■ Kommentar: Fehlende Solidarität Deserteure, nicht nur Bomben schwächen Milosevic
Desertion ist in Deutschland ein heikles Thema. Das hat die Debatte um die Wehrmachtsdeserteure gezeigt. 50 Jahre hat es gedauert, bis diese Männer rehabilitiert wurden, bis sich die Erkenntnis durchsetzen ließ, daß sie keine Kameradenschweine waren, sondern eine Form des politischen Widerstandes leisteten.
Jetzt scheint es, als schrecke die Bundesregierung immer noch vor dem Thema zurück. Nur so läßt sich ihr Schweigen zu den Kriegsdienstverweigerern und Deserteuren der jugoslawischen Armee erklären. Obwohl Verteidigungsminister Scharping nicht müde wird, die Greuel im Kosovo zu schildern und Miloevic als Kriegsverbrecher anzuprangern, erwähnt er die Deserteure stets nur am Rande.
Die Bundesregierung hätte jetzt die Möglichkeit, ein politisches Signal zu setzen. Mit einer Änderung des Asylrechts könnte sie in der Europäischen Union eine Vorreiterrolle übernehmen. Deutschland brauchte sich dazu nur dem Europäischen Parlament anzuschließen, das 1993 die Unterstützung für Kriegsdienstverweigerer und Deserteure aus Jugoslawien forderte. Das ließe sich auf alle Armeen von Diktaturen ausdehnen.

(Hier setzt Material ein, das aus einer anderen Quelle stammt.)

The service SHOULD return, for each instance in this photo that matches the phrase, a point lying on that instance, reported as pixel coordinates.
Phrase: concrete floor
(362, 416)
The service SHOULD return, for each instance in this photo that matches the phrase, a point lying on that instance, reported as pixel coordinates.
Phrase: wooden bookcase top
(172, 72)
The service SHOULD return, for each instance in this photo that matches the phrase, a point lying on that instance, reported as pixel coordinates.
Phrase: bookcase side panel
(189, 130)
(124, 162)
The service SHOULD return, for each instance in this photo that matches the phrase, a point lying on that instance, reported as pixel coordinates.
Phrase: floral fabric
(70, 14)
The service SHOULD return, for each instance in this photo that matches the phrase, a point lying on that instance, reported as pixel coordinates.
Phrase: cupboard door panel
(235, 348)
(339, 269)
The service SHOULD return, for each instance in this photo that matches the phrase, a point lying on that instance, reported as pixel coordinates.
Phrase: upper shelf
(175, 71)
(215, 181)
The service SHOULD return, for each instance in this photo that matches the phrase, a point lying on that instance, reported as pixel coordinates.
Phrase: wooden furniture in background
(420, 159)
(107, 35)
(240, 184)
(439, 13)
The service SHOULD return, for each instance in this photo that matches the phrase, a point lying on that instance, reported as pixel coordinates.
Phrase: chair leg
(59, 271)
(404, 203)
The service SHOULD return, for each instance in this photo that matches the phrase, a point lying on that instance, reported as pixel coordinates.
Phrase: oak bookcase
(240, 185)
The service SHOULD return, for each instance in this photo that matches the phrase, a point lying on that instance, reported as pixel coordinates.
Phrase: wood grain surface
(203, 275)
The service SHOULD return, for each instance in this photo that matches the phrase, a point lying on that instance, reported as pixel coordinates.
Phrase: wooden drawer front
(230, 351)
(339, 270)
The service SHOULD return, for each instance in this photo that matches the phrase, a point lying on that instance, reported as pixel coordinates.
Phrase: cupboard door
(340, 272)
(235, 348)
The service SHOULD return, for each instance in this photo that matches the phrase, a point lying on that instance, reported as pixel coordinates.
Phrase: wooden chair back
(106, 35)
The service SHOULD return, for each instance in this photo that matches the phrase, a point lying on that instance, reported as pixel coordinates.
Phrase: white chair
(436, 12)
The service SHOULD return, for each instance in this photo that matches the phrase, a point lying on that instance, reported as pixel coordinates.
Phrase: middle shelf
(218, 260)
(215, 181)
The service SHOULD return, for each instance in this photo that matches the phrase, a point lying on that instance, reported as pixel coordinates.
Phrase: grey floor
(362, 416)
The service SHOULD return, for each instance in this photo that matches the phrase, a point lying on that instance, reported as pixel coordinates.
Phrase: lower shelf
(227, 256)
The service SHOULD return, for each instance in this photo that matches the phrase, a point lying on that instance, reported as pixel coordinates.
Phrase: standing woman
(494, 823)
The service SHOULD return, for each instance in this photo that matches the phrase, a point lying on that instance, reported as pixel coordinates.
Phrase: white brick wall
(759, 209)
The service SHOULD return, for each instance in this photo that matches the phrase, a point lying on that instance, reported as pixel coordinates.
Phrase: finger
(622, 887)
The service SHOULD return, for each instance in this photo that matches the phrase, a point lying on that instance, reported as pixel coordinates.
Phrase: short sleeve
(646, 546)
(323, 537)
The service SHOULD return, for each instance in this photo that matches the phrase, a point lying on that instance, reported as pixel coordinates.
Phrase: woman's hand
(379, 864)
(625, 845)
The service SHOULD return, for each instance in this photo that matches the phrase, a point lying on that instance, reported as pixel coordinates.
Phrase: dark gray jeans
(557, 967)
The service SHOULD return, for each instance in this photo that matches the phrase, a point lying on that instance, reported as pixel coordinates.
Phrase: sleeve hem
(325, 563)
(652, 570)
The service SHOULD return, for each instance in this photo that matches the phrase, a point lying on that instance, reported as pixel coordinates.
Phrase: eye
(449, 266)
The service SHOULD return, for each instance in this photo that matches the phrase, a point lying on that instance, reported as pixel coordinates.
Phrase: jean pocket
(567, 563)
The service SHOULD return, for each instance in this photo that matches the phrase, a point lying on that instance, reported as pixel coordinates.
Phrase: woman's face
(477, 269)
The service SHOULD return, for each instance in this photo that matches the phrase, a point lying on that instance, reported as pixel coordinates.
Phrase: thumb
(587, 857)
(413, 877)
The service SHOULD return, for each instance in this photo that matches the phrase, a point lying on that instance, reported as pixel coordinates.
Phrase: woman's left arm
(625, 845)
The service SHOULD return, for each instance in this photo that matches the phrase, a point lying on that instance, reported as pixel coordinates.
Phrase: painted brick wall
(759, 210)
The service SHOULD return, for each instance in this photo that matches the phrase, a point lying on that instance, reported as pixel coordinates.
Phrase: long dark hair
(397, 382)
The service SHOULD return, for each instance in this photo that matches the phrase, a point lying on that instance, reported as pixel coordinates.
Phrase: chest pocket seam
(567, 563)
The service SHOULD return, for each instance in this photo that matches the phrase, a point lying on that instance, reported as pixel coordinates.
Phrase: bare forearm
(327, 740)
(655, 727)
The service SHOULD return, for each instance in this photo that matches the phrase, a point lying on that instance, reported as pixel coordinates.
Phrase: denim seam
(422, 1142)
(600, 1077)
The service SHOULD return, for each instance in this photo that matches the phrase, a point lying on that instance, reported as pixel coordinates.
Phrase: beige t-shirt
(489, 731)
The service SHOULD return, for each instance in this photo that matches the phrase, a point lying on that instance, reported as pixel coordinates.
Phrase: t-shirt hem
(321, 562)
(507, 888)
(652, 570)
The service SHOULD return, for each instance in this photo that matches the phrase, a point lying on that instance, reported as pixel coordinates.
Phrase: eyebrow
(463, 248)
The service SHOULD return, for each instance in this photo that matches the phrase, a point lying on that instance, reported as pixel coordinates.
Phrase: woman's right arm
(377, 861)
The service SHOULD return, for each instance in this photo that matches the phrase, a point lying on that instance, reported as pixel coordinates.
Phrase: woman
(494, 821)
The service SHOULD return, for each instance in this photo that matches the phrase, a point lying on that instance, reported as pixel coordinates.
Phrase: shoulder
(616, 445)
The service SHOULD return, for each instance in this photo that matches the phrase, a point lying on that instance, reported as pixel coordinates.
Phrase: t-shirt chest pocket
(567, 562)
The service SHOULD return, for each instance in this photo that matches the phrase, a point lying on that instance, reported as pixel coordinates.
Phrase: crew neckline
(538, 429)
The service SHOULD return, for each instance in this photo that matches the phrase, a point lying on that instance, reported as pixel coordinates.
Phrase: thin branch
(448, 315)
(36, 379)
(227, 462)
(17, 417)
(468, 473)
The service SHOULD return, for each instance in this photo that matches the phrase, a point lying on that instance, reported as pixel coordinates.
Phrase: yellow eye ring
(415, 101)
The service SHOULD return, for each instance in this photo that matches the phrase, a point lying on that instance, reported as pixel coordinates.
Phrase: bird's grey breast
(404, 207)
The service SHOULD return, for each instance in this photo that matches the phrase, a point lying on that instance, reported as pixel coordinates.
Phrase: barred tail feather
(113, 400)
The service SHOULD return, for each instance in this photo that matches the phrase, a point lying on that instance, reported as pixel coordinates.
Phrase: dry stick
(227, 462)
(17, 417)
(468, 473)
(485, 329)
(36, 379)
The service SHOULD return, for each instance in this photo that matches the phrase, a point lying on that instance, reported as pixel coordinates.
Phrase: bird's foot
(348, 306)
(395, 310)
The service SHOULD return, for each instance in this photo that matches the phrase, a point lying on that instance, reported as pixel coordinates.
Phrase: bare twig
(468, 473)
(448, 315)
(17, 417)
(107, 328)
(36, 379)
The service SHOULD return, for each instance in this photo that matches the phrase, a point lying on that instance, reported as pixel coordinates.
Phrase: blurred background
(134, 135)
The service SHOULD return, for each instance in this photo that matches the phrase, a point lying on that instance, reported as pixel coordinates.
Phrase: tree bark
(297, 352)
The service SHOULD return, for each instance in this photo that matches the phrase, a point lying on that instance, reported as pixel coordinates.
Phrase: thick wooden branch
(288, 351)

Statt dessen zieht sich die Bundesregierung mit juristischer Finesse aus der Affäre. Weil seit Beginn des Kosovo-Krieges ohnehin keine Asylanträge von Jugoslawen bearbeitet werden, sieht sich Innenminister Schily nicht zum Handeln gezwungen. Juristische Tricks sind keine Politik. Es geht um das Grundrecht auf Gewissensfreiheit. Wer die Verbrechen der serbischen Armee nicht mitmachen will, muß die Möglichkeit haben, den Kriegsdienst zu verweigern. Jugoslawische Soldaten haben diese Wahl nicht mehr. Deshalb müssen sie in anderen Ländern Zuflucht finden können. Ohne Angst zu haben, nach kurzer Zeit wieder abgeschoben zu werden. Die Kriegsgerichte in Jugoslawien haben noch keine Urteile gefällt. Für die Betroffenen ist es daher schwer, eine Verfolgung nach geltendem Asylrecht nachzuweisen.
Das darf jedoch nicht zur Folge haben, daß die Bundesregierung so lange wartet, bis das erste Todesurteil gegen einen Deserteur vollstreckt ist. Je mehr Soldaten die Armee verlassen und je weniger Männer eingezogen werden können, desto schwächer wird die jugoslawische Kampfkraft – und damit Miloevic.